Personal information
- Full name: John Sunley
- Born: 10 October 1946 Grimsby, Lincolnshire, England
- Died: 6 August 2009 (aged 62) Humberston, Lincolnshire, England
- Batting: Right-handed
- Bowling: Right-arm medium

Domestic team information
- 1976–1977: Minor Counties East
- 1966–1984: Lincolnshire

Career statistics
| Competition | List A |
| Matches | 8 |
| Runs scored | 71 |
| Batting average | 10.14 |
| 100s/50s | –/– |
| Top score | 15 |
| Balls bowled | 24 |
| Wickets | 2 |
| Bowling average | 8.00 |
| 5 wickets in innings | – |
| 10 wickets in match | – |
| Best bowling | 1/5 |
| Catches/stumpings | 1/– |
- Source: Cricinfo, 26 June 2011

= John Sunley =

English cricketer

John Sunley (10 October 1946 - 6 August 2009) was an English cricketer.
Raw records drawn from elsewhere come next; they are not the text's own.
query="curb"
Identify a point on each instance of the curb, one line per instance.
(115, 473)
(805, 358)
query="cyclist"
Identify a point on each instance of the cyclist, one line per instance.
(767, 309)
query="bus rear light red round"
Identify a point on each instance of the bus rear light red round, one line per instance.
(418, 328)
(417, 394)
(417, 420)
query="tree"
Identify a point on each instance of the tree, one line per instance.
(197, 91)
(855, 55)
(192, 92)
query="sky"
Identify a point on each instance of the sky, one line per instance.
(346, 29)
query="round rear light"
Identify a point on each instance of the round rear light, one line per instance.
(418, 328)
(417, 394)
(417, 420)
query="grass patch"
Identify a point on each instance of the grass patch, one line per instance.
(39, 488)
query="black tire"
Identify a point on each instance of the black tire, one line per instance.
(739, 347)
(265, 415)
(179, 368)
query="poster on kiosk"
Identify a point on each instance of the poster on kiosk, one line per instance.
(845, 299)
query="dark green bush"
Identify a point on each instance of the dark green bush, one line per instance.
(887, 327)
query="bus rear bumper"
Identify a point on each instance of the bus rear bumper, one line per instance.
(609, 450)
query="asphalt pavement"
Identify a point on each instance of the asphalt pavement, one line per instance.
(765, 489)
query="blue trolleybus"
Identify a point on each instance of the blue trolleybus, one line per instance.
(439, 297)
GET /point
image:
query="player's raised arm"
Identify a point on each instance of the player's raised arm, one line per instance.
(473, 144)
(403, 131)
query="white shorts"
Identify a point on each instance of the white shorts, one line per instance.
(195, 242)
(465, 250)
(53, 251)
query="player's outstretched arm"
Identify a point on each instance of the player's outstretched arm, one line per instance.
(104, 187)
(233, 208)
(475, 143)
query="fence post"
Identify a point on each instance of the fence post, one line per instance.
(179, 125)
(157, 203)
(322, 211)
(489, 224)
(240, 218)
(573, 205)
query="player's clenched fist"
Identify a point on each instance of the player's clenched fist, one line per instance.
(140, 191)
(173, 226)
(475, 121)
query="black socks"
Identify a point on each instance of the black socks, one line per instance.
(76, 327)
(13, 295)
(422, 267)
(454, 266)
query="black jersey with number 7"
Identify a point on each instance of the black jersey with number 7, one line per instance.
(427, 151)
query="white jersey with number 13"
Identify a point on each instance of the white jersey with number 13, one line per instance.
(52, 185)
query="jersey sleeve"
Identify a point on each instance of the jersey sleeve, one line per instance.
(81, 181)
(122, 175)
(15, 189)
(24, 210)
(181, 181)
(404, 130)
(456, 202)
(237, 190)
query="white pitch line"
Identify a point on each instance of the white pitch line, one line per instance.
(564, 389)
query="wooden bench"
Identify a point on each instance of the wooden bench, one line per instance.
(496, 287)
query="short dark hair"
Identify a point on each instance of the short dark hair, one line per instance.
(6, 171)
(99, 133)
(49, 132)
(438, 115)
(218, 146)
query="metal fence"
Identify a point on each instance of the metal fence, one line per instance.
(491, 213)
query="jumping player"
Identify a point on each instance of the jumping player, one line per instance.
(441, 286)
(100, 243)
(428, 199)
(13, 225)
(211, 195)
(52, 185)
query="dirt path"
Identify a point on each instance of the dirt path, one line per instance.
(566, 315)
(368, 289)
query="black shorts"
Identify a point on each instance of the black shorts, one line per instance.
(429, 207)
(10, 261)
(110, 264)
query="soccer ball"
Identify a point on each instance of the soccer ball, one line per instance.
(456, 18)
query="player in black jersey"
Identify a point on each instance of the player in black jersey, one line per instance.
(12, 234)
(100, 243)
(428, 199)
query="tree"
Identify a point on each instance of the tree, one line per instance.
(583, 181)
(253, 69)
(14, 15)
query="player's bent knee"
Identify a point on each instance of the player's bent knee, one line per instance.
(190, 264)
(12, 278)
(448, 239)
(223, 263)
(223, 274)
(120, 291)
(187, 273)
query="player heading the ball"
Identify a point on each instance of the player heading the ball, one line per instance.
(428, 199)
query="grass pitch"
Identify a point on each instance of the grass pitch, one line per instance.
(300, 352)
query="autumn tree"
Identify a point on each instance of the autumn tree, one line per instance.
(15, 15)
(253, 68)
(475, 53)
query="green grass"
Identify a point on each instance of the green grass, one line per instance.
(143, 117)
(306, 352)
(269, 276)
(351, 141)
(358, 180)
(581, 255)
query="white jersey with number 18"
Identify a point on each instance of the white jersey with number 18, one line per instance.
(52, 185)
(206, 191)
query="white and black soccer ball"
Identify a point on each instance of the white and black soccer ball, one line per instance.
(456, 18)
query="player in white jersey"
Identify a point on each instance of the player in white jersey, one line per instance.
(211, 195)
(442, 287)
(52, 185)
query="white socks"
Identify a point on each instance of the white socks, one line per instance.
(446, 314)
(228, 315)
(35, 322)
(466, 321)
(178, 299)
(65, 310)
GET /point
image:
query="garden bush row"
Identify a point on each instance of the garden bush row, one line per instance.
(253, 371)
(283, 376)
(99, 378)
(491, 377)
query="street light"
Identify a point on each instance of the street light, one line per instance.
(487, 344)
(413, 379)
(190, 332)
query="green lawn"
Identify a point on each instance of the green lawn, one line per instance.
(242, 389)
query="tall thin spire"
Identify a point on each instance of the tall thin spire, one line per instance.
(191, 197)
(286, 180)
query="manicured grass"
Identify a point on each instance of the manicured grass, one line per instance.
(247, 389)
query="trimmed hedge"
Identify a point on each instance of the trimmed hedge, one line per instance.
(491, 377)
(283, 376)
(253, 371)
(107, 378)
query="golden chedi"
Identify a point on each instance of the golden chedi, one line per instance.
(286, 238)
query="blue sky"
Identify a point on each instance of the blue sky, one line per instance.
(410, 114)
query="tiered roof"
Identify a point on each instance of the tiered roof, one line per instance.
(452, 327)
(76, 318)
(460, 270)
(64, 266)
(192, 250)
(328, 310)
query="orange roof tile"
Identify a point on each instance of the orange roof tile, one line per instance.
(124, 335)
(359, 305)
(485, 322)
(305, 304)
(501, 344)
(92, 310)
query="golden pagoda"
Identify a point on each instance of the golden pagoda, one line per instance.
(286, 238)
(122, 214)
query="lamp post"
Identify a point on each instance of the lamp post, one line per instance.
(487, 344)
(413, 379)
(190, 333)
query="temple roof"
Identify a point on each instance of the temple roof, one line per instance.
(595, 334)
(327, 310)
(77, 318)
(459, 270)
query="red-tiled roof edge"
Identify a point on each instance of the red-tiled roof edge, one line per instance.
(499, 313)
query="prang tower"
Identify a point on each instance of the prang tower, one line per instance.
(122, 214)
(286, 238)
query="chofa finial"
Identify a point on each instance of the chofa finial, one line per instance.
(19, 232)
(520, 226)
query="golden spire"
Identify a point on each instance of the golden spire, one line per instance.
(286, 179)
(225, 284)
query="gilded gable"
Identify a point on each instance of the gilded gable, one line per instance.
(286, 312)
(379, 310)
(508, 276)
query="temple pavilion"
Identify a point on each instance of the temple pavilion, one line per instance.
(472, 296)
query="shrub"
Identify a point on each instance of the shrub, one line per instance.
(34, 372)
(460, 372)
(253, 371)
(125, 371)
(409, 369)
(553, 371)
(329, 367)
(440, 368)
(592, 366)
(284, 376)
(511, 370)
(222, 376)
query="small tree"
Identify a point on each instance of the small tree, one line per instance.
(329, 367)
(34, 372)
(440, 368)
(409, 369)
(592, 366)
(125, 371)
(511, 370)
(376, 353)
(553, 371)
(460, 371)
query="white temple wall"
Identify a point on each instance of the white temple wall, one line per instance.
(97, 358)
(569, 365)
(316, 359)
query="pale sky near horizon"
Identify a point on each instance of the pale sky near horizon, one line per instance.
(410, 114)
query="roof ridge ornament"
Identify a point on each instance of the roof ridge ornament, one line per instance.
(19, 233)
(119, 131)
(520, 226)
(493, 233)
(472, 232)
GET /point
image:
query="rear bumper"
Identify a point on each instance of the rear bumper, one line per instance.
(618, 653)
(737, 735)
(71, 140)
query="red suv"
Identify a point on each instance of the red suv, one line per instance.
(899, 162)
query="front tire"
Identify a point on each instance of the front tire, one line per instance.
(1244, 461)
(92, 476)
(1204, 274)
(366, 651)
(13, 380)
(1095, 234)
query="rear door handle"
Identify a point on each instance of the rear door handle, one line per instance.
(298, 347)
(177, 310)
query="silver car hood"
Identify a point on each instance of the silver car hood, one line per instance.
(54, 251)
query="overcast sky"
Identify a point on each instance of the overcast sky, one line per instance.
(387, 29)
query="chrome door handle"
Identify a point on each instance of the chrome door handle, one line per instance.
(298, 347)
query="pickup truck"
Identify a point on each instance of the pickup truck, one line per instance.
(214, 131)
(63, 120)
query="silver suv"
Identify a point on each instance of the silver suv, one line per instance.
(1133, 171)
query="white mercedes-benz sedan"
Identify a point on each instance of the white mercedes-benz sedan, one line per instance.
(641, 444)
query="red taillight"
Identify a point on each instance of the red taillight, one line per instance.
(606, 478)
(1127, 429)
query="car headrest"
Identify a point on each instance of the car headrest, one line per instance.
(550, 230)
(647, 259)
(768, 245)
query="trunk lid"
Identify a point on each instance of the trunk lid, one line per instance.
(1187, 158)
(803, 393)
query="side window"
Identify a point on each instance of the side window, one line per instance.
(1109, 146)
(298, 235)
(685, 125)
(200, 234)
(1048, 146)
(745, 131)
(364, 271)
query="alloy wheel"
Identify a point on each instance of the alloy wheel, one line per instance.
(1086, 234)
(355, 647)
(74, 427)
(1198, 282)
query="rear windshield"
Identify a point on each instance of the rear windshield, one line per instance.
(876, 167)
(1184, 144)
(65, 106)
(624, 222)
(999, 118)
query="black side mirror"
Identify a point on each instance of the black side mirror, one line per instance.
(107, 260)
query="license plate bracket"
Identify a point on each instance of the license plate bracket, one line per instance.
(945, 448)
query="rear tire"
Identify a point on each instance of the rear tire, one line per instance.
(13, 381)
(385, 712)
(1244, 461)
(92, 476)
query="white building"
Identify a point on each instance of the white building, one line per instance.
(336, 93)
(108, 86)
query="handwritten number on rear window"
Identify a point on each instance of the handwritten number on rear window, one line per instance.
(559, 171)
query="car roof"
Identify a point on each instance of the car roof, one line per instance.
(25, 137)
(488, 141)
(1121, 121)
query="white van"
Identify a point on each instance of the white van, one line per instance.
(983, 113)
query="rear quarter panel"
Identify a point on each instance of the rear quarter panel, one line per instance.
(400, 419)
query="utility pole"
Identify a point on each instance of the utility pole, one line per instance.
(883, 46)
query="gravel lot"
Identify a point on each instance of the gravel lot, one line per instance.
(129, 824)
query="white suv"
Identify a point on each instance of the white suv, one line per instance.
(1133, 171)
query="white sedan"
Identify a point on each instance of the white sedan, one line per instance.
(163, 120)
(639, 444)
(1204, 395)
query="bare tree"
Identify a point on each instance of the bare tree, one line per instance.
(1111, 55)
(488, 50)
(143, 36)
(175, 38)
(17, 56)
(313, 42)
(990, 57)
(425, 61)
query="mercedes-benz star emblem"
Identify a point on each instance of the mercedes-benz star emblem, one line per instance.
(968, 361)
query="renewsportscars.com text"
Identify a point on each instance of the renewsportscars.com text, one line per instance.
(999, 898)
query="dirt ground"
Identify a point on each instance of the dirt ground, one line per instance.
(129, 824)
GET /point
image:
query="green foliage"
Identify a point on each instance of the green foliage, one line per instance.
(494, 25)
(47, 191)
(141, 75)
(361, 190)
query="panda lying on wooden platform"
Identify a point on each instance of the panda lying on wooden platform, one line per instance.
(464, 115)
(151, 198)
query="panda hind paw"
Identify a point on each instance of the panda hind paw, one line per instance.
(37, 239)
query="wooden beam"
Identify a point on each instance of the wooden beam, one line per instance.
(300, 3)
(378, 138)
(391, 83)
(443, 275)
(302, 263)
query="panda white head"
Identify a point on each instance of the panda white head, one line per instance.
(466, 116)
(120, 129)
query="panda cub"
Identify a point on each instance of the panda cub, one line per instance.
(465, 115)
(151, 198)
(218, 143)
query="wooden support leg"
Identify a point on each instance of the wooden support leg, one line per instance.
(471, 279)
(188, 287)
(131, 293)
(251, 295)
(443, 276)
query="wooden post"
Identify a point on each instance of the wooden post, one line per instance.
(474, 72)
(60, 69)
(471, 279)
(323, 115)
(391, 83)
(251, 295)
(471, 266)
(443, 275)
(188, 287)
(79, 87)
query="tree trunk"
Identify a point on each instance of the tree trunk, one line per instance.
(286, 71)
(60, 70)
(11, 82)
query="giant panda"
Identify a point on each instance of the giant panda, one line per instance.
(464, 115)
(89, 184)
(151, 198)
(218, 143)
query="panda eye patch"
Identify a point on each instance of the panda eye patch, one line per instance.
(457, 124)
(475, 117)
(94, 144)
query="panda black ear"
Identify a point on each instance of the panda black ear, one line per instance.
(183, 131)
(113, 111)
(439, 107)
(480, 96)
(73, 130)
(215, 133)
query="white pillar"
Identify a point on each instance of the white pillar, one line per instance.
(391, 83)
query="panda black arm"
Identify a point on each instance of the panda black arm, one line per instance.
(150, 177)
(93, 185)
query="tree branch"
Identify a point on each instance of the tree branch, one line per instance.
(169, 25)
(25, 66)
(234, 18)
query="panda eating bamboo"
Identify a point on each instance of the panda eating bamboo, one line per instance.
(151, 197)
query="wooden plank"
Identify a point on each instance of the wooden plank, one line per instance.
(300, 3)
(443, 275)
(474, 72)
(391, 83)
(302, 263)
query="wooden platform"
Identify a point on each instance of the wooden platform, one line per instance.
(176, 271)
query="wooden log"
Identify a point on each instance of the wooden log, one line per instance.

Sunley was a right-handed batsman who bowled right-arm medium pace. He was born in Grimsby, Lincolnshire.

Sunley made his debut for Lincolnshire in the 1966 Minor Counties Championship against Shropshire. Sunley played Minor counties cricket for Lincolnshire from 1966 to 1984, which included 42 Minor Counties Championship matches. He made his List A debut against Hampshire in the 1966 Gillette Cup. He played 3 further List A matches for Lincolnshire, the last coming against Derbyshire in the 1976 Gillette Cup. In his 4 matches for Lincolnshire, he scored 26 runs at an average of 6.50, with a high score of 14. With the ball, he took 2 wickets for Lincolnshire, at a bowling average of 7.00.

He also played List A cricket for Minor Counties East, making his debut for the team in the 1976 Benson & Hedges Cup against Essex. He played 3 further matches for the team, the last coming against Yorkshire in the 1977 Benson & Hedges Cup. In these 4 matches, he scored 45 runs at an average of 15.00, with a high score of 15.

He died suddenly at his home in Humberston, Lincolnshire on 6 August 2009. Following his death students at the Grimsby Institute of Further & Higher Education, where Sunley worked as a lecturer for 27 years, launched a fund in memory of him.